Some of this might be due to inflation, which now sits at a roughly 40-year high and rose at an 8.3% annual rate in April. Indeed, a Forbes survey released in May revealed that one in four consumers now say they are spending more money than usual, and a survey conducted in April 2022 by NerdWallet revealed 71% of savers changed how they saved in response to rising inflation, with the most-cited change being keeping more cash in a checking account even though checking accounts typically earn less interest than savings accounts. Keeping more cash at home is even less lucrative than a checking account, but it was the second most common change overall.

Others may have been fed up with low rates on savings: That same survey found that 79% made a change to their savings in 2021 in response to low interest rates; if savings account interest rates rise, 80% of respondents said this would cause them to take action by either saving more or moving money to another bank with higher rates.

Whatever the reason, there’s good news here for consumers: Savings accounts are starting to pay more, pros say. “Interest rates are rising and this is translating into better returns on savings accounts if you know where to look,” says Greg McBride, chief financial analyst at Bankrate. The biggest banks are flush with deposits and will be very slow to boost payouts, but the online banks and smaller local banks and credit unions that are already paying better returns are raising rates and poised to continue doing so, says McBride. (You can see the highest rates you can get on a savings account here.)

Indeed, Ken Tumin, founder of, notes that brick-and-mortar banks were averaging 0.07% rates on their savings accounts, while online banks were at 0.54%. In April, digital bank Varo Bank launched a 5% savings rate; that said, the balance in this savings account must not exceed $5,000 at the close of each business day during a calendar month, in order to earn the 5% interest.
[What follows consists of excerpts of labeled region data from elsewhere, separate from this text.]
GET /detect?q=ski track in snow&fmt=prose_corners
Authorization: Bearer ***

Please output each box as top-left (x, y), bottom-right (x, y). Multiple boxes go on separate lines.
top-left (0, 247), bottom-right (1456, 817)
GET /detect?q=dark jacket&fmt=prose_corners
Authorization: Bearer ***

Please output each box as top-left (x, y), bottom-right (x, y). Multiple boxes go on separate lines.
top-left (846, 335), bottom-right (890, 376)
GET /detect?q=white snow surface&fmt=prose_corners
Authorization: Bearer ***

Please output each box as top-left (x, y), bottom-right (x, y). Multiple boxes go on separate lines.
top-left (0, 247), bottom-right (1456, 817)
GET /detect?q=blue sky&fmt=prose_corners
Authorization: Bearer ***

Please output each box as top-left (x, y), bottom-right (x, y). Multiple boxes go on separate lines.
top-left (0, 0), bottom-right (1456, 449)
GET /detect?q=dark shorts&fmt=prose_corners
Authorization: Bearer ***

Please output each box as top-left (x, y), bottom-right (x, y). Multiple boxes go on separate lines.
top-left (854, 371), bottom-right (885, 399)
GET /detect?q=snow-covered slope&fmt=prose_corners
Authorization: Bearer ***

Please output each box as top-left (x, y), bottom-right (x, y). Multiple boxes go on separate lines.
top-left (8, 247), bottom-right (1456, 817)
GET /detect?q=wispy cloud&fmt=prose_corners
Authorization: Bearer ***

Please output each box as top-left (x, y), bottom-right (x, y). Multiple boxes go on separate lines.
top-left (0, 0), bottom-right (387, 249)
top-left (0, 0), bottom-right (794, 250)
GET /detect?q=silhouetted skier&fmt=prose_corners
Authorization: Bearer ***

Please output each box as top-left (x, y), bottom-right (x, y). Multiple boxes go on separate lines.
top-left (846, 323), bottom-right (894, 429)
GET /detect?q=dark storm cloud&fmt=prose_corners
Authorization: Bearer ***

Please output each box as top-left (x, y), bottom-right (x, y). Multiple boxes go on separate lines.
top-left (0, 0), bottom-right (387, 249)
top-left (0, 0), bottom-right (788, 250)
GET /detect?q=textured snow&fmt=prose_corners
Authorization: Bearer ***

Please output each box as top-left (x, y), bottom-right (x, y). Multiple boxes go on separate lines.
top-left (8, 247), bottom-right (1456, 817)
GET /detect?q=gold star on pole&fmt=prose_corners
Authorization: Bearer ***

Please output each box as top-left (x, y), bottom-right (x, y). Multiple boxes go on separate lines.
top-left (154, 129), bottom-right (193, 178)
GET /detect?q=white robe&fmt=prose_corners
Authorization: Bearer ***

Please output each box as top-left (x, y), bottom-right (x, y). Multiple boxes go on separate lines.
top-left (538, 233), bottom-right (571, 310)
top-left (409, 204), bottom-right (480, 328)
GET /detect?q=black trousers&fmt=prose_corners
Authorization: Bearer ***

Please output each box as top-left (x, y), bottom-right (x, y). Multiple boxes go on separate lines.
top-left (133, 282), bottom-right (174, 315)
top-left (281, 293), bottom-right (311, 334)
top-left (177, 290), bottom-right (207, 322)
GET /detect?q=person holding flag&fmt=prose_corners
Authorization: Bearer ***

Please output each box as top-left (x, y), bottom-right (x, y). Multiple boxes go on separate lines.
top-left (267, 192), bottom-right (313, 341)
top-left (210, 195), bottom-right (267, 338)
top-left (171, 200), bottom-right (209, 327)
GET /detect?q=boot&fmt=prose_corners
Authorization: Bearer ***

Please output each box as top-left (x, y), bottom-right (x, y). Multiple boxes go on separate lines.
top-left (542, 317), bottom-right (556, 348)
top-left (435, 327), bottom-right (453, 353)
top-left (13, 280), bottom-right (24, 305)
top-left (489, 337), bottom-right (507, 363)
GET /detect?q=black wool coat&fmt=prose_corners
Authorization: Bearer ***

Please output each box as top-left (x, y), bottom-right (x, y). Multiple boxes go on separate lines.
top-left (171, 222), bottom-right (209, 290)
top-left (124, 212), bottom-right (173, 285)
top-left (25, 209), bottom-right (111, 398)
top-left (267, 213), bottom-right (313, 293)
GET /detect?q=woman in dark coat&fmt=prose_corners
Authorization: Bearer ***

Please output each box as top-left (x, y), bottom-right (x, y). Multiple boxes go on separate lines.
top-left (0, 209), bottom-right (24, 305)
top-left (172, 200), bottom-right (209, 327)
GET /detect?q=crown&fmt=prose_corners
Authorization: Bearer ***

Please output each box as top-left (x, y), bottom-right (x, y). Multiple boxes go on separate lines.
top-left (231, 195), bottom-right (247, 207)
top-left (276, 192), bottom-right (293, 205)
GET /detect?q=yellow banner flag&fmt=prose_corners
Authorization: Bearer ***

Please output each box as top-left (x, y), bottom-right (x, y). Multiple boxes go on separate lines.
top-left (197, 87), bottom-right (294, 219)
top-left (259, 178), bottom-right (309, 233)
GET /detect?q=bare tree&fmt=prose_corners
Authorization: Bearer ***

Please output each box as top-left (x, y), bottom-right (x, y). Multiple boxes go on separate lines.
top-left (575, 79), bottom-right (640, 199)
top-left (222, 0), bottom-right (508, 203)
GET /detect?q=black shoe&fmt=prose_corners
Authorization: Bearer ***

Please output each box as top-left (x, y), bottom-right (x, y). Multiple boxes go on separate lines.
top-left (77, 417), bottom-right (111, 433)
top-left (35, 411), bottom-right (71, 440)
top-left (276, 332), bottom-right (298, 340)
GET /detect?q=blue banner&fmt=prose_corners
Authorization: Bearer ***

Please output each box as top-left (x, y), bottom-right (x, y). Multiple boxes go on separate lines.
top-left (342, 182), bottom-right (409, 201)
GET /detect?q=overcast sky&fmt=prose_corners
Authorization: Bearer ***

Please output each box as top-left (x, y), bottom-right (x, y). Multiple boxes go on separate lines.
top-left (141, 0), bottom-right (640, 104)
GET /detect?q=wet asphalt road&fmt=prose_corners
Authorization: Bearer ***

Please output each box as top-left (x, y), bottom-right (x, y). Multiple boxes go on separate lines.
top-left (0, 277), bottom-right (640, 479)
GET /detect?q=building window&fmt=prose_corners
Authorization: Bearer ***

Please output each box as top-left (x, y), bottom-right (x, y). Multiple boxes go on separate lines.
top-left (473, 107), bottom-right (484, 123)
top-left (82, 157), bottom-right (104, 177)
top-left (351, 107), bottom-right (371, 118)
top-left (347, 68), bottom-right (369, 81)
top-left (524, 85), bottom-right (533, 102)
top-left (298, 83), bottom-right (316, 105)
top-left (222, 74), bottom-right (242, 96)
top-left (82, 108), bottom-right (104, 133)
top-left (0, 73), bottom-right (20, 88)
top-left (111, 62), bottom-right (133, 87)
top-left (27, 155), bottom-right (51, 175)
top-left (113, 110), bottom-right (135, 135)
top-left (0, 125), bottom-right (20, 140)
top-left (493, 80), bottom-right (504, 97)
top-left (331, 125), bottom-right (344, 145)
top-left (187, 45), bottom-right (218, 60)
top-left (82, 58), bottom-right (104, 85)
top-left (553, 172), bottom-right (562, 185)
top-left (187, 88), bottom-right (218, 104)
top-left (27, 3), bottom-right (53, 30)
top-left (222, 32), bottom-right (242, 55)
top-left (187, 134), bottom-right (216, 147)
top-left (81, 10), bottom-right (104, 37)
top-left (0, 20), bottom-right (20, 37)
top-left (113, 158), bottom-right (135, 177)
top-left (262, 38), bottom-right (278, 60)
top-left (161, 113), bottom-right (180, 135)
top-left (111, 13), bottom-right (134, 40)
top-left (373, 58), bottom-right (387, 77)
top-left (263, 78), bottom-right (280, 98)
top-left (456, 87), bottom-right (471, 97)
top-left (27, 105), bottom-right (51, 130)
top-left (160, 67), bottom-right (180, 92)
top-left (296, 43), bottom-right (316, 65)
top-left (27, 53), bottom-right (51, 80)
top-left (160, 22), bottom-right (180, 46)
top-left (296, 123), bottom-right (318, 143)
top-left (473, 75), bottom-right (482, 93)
Other good bets: LendingClub currently offers 1.05% with a $0 minimum balance, Marcus by Goldman Sachs offers 0.85% with a $0 minimum balance, and SoFi offers 1.25% with a $0 minimum balance and up to a $300 bonus with direct deposit.

How much should you have in savings, and how can you save more money?

Mamie Wheaton, financial planner with LearnLux, says the amount of savings someone has will depend on their individual goals. “Everyone is different but 3-6 months of expenses set aside in cash should be sufficient for most. If you’re self employed, a good rule of thumb is to set nine months of expenses aside,” says Wheaton.

Between retirement, emergences and other financial goals, McBride says you should aim to save 10% to 15% of your income. “Fund retirement savings and emergency savings at the same time, don’t wait to start saving for retirement until you’re comfortable with your emergency savings because you’ll miss out on valuable compounding in the years you wait,” says McBride. That said, the ideal emergency fund should be enough to cover six months’ of expenses, he adds: “But this is a destination, not a starting point. The important step is to be regularly contributing to your savings to more than offset what is withdrawn for unplanned expenses,” says McBride.

As for ways to boost your savings, signing up for direct deposit from your paycheck into a dedicated savings account, or scheduling an automatic monthly transfer from your checking account to your savings account are both ways to successfully save while building good saving habits. Something else you can do? “Cut unused subscriptions and use the money to build your savings and open an online savings account to earn more interest,” says Tumin. As with many financial products, you’ll want to shop around for the best interest rates on savings accounts and consider moving your cash to a new account that offers a higher return, says Chanelle Bessette, banking specialist at Nerdwallet.